Si bien el Tribunal Arbitral ostenta amplias facultades para determinar la admisibilidad de los medios probatorios, estas facultades no deben ser entendidas como un medio para subsanar errores incurridos por las partes al formular sus respectivas teorías del caso; ni siquiera bajo la alegación de pretender esclarecer la “verdad material”.
Creemos que la flexibilidad del arbitraje no justifica actuaciones arbitrarias; y, por el contrario, la discrecionalidad debe ser acompañada con un análisis que no se limite a las simples alegaciones, sino que verifique, entre otros, que la parte solicitante actuó de buena fe y que la prueba nueva no se encuentra vinculada a hechos conocidos o que pudieron ser conocidos por dicha parte, antes de presentar su respectivo escrito postulatorio.
Este análisis cobra especial relevancia en los casos, en que las partes pretenden la incorporación de pruebas que versan sobre hechos conocidos o que pudieron ser conocidos oportunamente, recurriendo a actuaciones que evidencian una clara mala fe procesal, como las siguientes:
La introducción tardía de hechos conocidos previo al inicio del arbitraje, camuflando su incorporación mediante el ofrecimiento de pruebas “cronológicamente” nuevas.
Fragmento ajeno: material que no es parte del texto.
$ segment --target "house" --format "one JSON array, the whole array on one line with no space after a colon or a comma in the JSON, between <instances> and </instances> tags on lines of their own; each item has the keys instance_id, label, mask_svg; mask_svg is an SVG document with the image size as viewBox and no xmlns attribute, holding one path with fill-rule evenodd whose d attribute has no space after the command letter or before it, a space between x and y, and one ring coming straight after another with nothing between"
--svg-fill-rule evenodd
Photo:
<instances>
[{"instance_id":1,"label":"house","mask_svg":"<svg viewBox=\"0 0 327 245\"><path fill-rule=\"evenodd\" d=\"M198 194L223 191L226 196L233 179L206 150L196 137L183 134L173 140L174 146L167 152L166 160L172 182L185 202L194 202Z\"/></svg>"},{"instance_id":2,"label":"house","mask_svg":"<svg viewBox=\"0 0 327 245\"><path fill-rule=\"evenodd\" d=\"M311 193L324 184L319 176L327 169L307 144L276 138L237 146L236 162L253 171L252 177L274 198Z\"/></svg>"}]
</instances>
La “recuperación” extemporánea de documentos que estaban bajo la esfera de control o custodia de la parte, sin una justificación razonable de su oportuna presentación.
El ofrecimiento y presentación de informes periciales - luego de concluida la etapa postulatoria - que versen sobre hechos conocidos previo al inicio del arbitraje.
La reintroducción de hechos cuyos medios probatorios fueron rechazados por el Tribunal por inútiles o irrelevantes, con el fin de desviar la controversia del proceso o reabrir debates cerrados.
El ofrecimiento de declaraciones testimoniales “complementarias” para aclarar o ampliar un aspecto de la controversia, para incorporar hechos no alegados oportunamente.
Ante estas situaciones, la aplicación de los siguientes criterios evitará se concreten estas malas prácticas:
Buena fe procesal: el Tribunal Arbitral deberá evaluar el comportamiento de las partes y su diligencia a lo largo del procedimiento. Se deberá tomar en consideración que este principio impone a las partes un estándar de conducta que trasciende el mero cumplimiento formal de las reglas, exigiendo lealtad, diligencia y transparencia durante todo el trámite del proceso arbitral.
Fuente de la prueba: si bien la Ley de Arbitraje no se remite formalmente a este concepto (en los términos limitantes recogidos en el artículo 194° del Código Procesal Civil), el Tribunal Arbitral deberá verificar (i) si la prueba cuya incorporación se pretende, se encuentra vinculada a hechos conocidos previo al arbitraje y que pudieron ser incorporados oportunamente al proceso mediante el ofrecimiento de medios probatorios en los respectivos escritos postulatorios; y, (ii) si la prueba nueva ampliará indebidamente el objeto de la controversia del proceso.
Justificación de la demora: el Tribunal deberá centrar su análisis en cuándo el hecho pudo o debió ser alegado y no en la fecha del documento que lo respalda. Por lo que, consideramos que deberían rechazarse aquellas actuaciones extemporáneas en las que la parte no logre justificar adecuadamente la demora, ni demostrar que desconocía —ni podía razonablemente conocer— los hechos o medios probatorios cuya incorporación extemporánea se pretende.
En definitiva, se procura garantizar que las partes actúen con transparencia y diligencia, evitando conductas dilatorias o sorpresivas y asegurando el respeto al principio de contradicción y a la igualdad procesal.
En este contexto, la admisión de medios probatorios extemporáneos debe sustentarse en criterios de razonabilidad y proporcionalidad, de modo que no menoscabe el debido proceso, sino que, por el contrario, contribuya a su fortalecimiento mediante un trato equitativo entre las partes.
Así, la preclusión procesal no ha de concebirse como un obstáculo para el desarrollo del proceso arbitral, sino como un instrumento orientado a garantizar su ordenado y adecuado desenvolvimiento.